Il lavoro nell'industria, specialmente quella manifatturiera, è in caduta libera nelle economie avanzate. In molti paesi emergenti e in via di sviluppo, invece, i lavoratori si stanno spostando dall'agricoltura ai servizi bypassando il settore manifatturiero.
Il timore è che questi processi aumentino la disuguaglianza, riducano la crescita e mettano in difficoltà i lavoratori low-skilled. In effetti, il livello di disuguaglianza del reddito da lavoro nell'industria è più basso rispetto a quello osservato nei servizi in un campione di 20 economie avanzate.

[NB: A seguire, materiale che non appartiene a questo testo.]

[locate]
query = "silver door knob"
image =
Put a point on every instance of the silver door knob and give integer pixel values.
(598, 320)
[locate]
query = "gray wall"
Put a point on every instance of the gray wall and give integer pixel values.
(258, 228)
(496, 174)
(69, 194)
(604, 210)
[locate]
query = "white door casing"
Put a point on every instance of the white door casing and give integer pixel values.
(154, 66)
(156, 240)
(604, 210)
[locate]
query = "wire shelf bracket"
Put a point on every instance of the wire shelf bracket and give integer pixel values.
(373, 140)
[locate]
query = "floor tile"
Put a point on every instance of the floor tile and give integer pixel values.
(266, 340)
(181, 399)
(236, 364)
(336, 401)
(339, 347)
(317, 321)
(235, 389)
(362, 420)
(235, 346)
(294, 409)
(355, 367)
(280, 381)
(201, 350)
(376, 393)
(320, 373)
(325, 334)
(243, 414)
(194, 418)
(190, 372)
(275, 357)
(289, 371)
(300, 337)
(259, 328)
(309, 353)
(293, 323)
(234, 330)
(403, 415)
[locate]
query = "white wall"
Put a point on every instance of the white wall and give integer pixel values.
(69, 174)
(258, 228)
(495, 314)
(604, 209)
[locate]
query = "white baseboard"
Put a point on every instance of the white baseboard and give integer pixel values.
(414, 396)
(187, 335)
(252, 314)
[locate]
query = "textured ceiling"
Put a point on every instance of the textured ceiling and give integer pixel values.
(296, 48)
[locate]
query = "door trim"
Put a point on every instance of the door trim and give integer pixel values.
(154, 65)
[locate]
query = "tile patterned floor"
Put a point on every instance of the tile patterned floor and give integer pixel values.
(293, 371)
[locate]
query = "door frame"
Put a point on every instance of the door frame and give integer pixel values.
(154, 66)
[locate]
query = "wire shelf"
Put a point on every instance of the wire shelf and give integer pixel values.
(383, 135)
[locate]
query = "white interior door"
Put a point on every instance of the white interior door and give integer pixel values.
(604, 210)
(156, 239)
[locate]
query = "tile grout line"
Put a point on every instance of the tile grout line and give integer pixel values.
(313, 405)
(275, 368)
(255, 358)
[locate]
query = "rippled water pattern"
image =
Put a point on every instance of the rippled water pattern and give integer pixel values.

Le caratteristiche dei paesi, tuttavia, sono più importanti delle dimensioni del settore industriale per spiegare la disuguaglianza aggregata. Quest’ultima, ad esempio in Danimarca, è pari a circa 1/3 di quella rilevata negli Stati Uniti sia nell'industria che nei servizi. E il fattore principale che ha guidato i cambiamenti nella disuguaglianza aggregata nelle economie avanzate a partire dagli anni '80 è stato l'aumento delle differenze salariali in tutti i settori, piuttosto che il declino dei posti di lavoro nell'industria.
Resta il fatto che le conseguenze negative della perdita di posti di lavoro nel settore manifatturiero possono essere considerevoli per i singoli lavoratori e le loro comunità. Per riuscire a fare in modo che i cambiamenti strutturali aumentino l’inclusione, anziché diminuirla, le politiche dovrebbero facilitare la riqualificazione dei lavoratori e ridurre i costi della loro riallocazione. Ciò significa che il declino dell’industria come fonte di occupazione potrebbe non nuocere alla crescita o aumentare la disuguaglianza ad una condizione: che siano applicate le politiche economiche adeguate.